Did you know that insurance companies typically consider your credit history, whether positive or negative, when you apply for auto or homeowners insurance? Insurers may use your credit information when deciding whether to approve your insurance application and when determining the premium you’ll pay.
Why does your credit history matter when you apply for insurance?
Studies by independent researchers and insurance industry actuaries have convinced insurance companies that a strong correlation exists between your credit history and the likelihood that you’ll file an insurance claim. Using information contained in your credit record, an insurer calculates your insurance score. If your insurance score is low, the insurer may consider you to be less of a risk than if your insurance score is high.
How is your insurance score determined?
Although methods vary, an insurance company typically calculates your insurance score by applying a mathematical formula to statistically significant factors on your credit record. These factors may include the amount of debt you have outstanding, whether you have serious blemishes on your credit report (such as past-due amounts, collection actions, and bankruptcies), and the number of times you’ve applied for credit within the past year.

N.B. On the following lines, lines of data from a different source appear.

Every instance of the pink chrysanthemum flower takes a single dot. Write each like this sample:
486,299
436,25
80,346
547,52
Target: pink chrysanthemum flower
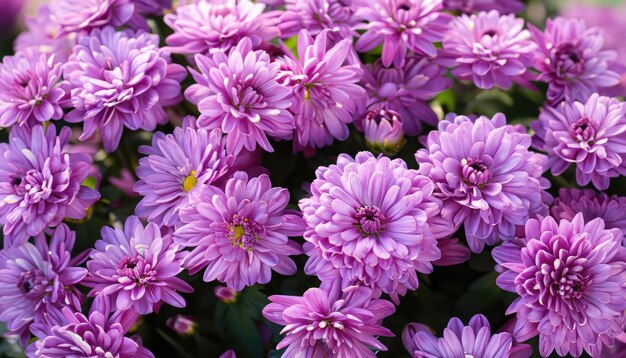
135,268
239,93
569,277
40,183
489,49
38,280
371,221
326,96
29,89
209,26
320,325
120,79
402,25
240,234
174,165
591,135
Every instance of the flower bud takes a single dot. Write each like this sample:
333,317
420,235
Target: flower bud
383,131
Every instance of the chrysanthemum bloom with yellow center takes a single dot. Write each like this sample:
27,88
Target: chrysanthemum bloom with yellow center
240,234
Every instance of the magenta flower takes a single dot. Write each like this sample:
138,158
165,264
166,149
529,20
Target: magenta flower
320,325
40,183
96,336
37,281
489,49
372,222
326,96
239,93
73,16
135,268
468,6
407,90
240,233
590,135
592,205
120,79
570,280
402,25
208,27
29,89
459,341
317,15
487,178
42,35
175,164
571,59
383,131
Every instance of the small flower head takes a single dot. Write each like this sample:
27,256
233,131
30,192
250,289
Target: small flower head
29,89
120,79
402,25
40,183
488,48
175,165
326,96
459,341
208,27
240,234
96,336
371,221
487,178
383,131
571,59
38,280
592,205
74,16
569,277
182,324
135,268
319,324
238,92
590,135
406,90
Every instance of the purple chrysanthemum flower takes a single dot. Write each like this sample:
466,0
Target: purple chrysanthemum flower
29,89
40,183
406,90
591,135
240,233
326,94
174,165
42,35
402,25
135,268
592,205
73,16
317,15
461,341
120,79
208,27
37,281
96,336
571,59
487,178
239,93
321,325
372,221
469,6
570,278
489,49
383,131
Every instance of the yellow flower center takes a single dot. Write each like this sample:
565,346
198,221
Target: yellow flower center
190,181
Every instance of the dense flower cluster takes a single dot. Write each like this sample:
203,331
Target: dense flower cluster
314,168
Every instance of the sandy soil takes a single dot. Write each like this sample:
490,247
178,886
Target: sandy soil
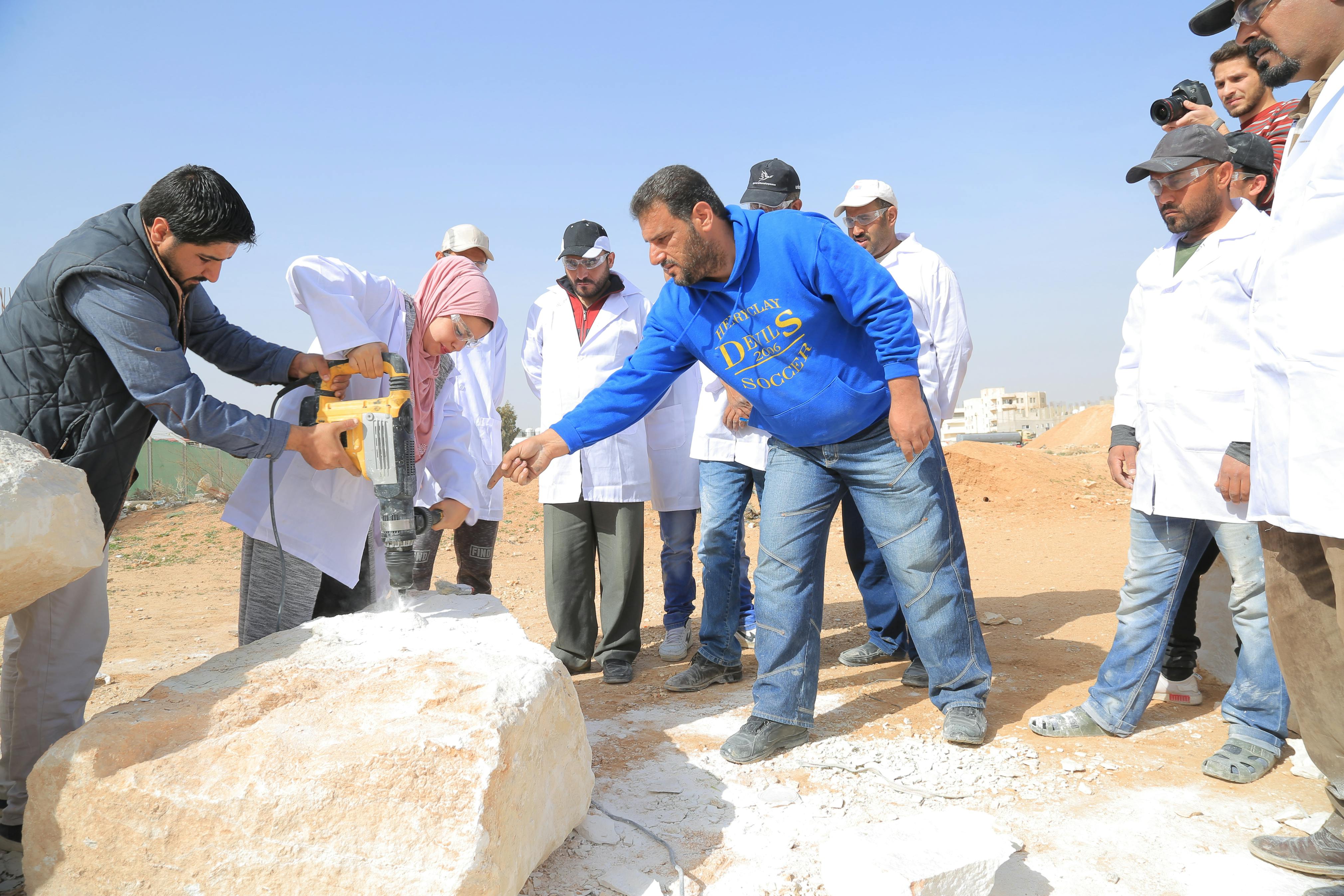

What if you have little or no credit history?
In many states, having little or no credit history automatically places you into the “average” risk category. Other states prohibit insurers from even using credit as an underwriting factor if you have little or no credit history.
Can your insurer cancel or refuse to renew your insurance based on your credit?
In many states, an insurer can cancel or refuse to renew your insurance policy if your credit has deteriorated. However, some states have passed legislation prohibiting insurers from using your credit report as the sole basis for making decisions about cancellations and renewals.